As with so many other cross-platform titles, the first thing I had to do was change the default resolution from 720p, to fit nicely with my monitor. Somehow I ended up in a state where the settings menu stopped accepting input; I had to force-quit the game and restart. This misfortune, as it turned out, would come to represent the rest of my experience with The Walking Dead: flawed, disappointing, ultimately functional, but frustrating to the point of intolerability.
For all the praise The Walking Dead (the game) gets for its writing, this generally didn't impress me. To be more accurate, it wasn't necessarily the script, but the way the game put its lines together, often in ways that just didn't make sense. For the vast majority of cases, my interactions with NPCs felt more like Mad Libs than actual conversations. Yeah, this is the norm for games, but shouldn't it be getting better? All it takes is some actual story QA -- shouldn't a studio like Telltale care about this exact thing? And, at least to me, a lot of the voice acting also came across as poorly directed.

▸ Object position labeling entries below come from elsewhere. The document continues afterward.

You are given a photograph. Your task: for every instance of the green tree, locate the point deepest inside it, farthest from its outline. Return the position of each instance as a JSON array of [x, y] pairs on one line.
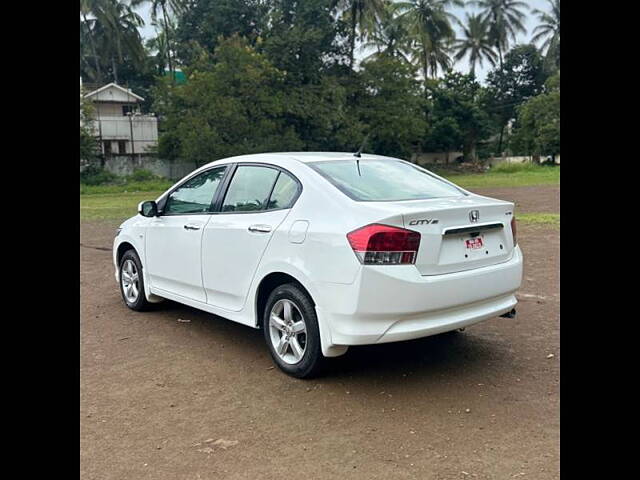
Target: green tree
[[205, 22], [362, 16], [549, 32], [429, 24], [302, 39], [458, 115], [521, 77], [391, 106], [90, 7], [505, 18], [232, 107], [476, 42], [112, 32], [168, 8], [537, 130], [389, 37]]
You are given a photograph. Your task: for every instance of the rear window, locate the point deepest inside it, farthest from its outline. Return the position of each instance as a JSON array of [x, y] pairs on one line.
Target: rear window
[[383, 180]]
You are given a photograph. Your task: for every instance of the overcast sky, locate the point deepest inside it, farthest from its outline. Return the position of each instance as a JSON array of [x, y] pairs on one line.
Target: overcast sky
[[148, 31]]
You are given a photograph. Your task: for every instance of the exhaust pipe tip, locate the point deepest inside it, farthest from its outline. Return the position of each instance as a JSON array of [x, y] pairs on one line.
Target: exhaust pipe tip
[[511, 314]]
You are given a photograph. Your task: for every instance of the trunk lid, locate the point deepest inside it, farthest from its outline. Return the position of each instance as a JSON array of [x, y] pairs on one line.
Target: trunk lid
[[459, 233]]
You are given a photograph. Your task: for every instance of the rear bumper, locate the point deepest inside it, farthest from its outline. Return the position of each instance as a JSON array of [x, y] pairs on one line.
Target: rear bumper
[[393, 303]]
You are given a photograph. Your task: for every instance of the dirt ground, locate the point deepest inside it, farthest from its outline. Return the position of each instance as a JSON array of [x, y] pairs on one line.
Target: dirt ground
[[163, 399]]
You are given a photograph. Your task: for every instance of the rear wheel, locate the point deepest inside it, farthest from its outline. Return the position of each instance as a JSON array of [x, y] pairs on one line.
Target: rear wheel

In said awkward conversations, The Walking Dead places a huge emphasis on the meaning of your dialog choices, and what consequences those choices may have later on. It's a great system in theory, and seeing indicators like "NPC will remember this" have a pretty heavy impact. But there's a core problem with this system, and it's the same one I hated in Mass Effect: often, your choices just suck. It's unbearably frustrating to want to say something, something you feel is obvious and understandable, but not have any option resembling it. Given that the whole theme of this zombie adventure is supposed to be real people in tough situations, this feeling - being unable to do what you think is right - can completely shatter the immersion. Oh, and to boot, sometimes the choices presented to you don't actually match up with what you'll end up saying
Then there's the game's technical infirmity. Although the graphical style makes the game appear nice in stills, character animations look janky and cheap, particularly since mouth movement rarely syncs up with the voice acting. The game can chug in scenes of heavy camera movement, although this doesn't happen often. And in addition to the settings hangup I mentioned before, I had the game crash on me during a particulary tense story moment.

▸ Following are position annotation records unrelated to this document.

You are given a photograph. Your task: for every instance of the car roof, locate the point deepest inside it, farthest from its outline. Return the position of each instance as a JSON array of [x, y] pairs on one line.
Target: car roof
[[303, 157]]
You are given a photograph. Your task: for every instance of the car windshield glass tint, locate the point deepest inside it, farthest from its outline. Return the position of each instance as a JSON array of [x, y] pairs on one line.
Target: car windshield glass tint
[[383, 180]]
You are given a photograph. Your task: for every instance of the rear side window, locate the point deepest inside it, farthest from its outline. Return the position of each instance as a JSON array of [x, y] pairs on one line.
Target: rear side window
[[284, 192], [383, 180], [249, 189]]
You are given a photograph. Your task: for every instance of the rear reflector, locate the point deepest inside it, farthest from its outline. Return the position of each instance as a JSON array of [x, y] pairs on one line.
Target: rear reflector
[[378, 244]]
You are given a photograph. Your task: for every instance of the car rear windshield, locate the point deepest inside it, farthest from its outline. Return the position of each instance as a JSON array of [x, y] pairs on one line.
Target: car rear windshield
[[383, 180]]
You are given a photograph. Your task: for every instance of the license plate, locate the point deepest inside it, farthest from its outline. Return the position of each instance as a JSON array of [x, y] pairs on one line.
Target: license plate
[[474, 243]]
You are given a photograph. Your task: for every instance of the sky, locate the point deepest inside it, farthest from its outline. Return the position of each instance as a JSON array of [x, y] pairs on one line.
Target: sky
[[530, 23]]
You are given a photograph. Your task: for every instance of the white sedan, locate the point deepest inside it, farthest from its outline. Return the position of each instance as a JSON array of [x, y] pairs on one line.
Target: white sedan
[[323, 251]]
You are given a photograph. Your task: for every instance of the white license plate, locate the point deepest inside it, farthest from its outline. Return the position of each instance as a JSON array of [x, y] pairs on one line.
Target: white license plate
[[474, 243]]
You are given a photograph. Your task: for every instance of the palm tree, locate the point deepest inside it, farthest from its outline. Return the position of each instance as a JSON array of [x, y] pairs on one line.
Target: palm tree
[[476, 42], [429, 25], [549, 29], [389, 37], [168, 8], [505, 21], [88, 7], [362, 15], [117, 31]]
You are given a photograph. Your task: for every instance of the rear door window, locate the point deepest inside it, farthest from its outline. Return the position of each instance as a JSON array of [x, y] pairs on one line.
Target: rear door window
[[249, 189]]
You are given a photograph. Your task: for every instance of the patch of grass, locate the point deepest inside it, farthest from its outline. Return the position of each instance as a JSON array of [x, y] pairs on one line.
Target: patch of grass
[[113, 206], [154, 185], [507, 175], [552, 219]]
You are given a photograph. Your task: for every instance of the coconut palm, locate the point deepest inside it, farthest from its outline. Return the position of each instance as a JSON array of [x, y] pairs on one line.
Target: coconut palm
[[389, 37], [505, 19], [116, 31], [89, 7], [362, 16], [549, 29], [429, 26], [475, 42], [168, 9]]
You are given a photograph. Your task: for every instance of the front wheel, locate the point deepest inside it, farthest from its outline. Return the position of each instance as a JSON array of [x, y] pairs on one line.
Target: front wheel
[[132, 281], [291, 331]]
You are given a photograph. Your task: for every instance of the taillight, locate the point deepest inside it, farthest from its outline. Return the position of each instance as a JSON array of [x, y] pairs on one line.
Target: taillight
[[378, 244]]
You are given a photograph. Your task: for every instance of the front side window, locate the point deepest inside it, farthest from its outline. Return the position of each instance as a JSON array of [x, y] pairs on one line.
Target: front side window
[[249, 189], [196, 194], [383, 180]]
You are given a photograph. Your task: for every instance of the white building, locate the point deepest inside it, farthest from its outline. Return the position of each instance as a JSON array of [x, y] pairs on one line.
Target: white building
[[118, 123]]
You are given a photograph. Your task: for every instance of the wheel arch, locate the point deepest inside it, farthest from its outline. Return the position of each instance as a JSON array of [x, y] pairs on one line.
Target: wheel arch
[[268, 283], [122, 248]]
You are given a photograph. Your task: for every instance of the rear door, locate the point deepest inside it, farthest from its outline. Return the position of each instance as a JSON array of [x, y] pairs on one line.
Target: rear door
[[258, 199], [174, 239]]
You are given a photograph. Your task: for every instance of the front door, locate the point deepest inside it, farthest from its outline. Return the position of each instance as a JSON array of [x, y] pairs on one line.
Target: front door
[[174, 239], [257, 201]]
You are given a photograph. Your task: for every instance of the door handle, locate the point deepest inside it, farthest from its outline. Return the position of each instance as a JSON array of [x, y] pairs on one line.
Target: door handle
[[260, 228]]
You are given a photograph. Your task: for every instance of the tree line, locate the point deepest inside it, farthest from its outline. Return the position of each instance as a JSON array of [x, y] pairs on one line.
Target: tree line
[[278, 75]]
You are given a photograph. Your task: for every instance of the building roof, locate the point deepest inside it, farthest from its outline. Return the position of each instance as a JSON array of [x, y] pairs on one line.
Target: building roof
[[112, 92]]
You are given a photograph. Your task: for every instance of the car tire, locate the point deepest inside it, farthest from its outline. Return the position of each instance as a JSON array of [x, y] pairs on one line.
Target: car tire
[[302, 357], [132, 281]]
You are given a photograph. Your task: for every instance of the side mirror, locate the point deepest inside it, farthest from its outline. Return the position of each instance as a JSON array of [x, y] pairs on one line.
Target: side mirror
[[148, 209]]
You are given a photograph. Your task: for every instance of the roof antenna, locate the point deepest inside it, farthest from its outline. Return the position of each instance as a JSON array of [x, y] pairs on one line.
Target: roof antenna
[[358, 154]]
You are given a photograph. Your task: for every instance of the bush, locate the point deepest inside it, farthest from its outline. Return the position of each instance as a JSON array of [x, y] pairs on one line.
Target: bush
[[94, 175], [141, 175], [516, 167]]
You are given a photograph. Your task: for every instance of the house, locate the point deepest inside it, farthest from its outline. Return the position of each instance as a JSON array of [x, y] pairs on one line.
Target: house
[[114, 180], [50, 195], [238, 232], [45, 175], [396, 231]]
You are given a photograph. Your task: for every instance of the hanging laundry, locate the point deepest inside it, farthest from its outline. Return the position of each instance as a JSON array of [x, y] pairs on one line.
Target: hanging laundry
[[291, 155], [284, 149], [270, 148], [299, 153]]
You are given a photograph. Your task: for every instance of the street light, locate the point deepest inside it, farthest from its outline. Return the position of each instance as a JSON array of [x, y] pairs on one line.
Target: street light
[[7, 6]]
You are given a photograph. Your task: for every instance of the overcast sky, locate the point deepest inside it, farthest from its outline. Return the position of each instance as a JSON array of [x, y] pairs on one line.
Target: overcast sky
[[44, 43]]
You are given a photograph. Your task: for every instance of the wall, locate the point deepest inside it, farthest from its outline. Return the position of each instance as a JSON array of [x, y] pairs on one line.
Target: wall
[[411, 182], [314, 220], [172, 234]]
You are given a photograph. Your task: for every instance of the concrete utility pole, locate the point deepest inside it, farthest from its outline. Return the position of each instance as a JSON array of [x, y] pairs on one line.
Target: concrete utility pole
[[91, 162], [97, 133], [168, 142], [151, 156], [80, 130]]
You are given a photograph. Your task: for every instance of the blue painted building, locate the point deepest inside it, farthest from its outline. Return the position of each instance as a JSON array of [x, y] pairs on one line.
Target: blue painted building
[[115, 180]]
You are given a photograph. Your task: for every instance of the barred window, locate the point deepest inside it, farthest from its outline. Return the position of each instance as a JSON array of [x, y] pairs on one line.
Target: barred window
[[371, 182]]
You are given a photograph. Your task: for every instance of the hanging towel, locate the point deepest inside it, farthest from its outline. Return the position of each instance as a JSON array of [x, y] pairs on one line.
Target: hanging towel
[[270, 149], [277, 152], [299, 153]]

But what I actually have the biggest problem with, is what The Walking Dead inherits from Telltale's adventure game pedigree: item hunting. Twice in the two hours I spent with the game, I wandered aimlessly for a signicant time, because I simply wasn't clicking on the right thing. It's an unpleasant reminder of hunting for pixels in old 2D adventure games, and comes across as totally inappropriate when you're in a desperate survival situation. And, since the game is in 3D, there's also the added fun of whole swaths of the level being hidden to you if you haven't looked in the right direction.
The Walking Dead does some things right: there's a good amount of content, more than I'd expected for a single episode; the writing, at times, does succeed brilliantly at tugging heartstrings; and the action sequences, a hybrid of quick-time event and aiming, are genuinely entertaining. But the good bits make up a minor fraction of the game overall (at least what I played of it), and so that amount of content really becomes a weakness. The Walking Dead fails in so many ways, and particularly badly in some, that I just can't see it through.
Better than: Strong Bad's Cool Game for Attractive People Episode 1: Homestar Ruiner
Not as good as: The Secret of Monkey Island: Special Edition
I mean, really: I don't understand this at all. I can name AAA action games with better storytelling than this guy (and not just BioShock, either).
Progress: Gave up -- Finished Episode 1.